Kemal Özer was a poet who endeavored to mirror the internal dynamics of life through his works. He carved out a place for himself both in Turkish and world literature with his poetry, children’s books, essays, criticisms, travels, diaries, and translations. The writer started his literary career but then focused on poetry. When writing his books Gül Yordamı (The Way of the Rose), Ölü Bir Yaz (A Dead Summer), and Tutsak Kan (Captive Blood), he did so under the influence of the Second New (in Turkish: İkinci Yeni) movement, which applies free and unique associations, pushes the limits of language and bestows semantic strata to it. Although they may be regarded as indifferent people, the Second New writers deal with social dilemmas in their works concerning individuals. In his early poems or his first three books, Kemal Özer touches on society and its problems identifying them with his inner world.

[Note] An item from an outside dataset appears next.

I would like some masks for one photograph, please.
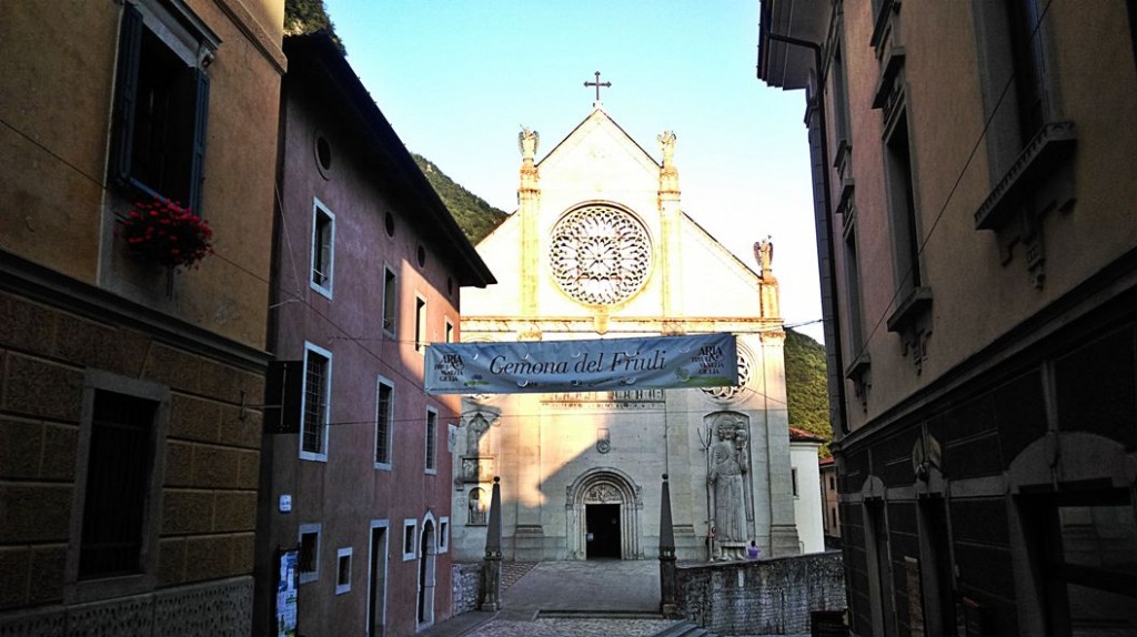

He integrates the feelings, preferences, and troubled and distressed states of mind of people with an attempt to seek a new essence and speech like the other poets of the period.
Having given a decade of a break to poetry after the publication of Tutsak Kan (Captive Blood) in 1963, the poet underwent a new period and search in his literary life. In the creation of his poetry, the poet adopted a holistic approach concerning the selection of words, naming, content, and form. In his poems built in both styles, he transmitted his intended message with a structure weaved of meticulously picked words.
The present study offers an evaluation of the thematic quality of the poetry of Kemal Özer examining the preferred vocabulary and the frequency of use of words in his books produced according to the Second New movement.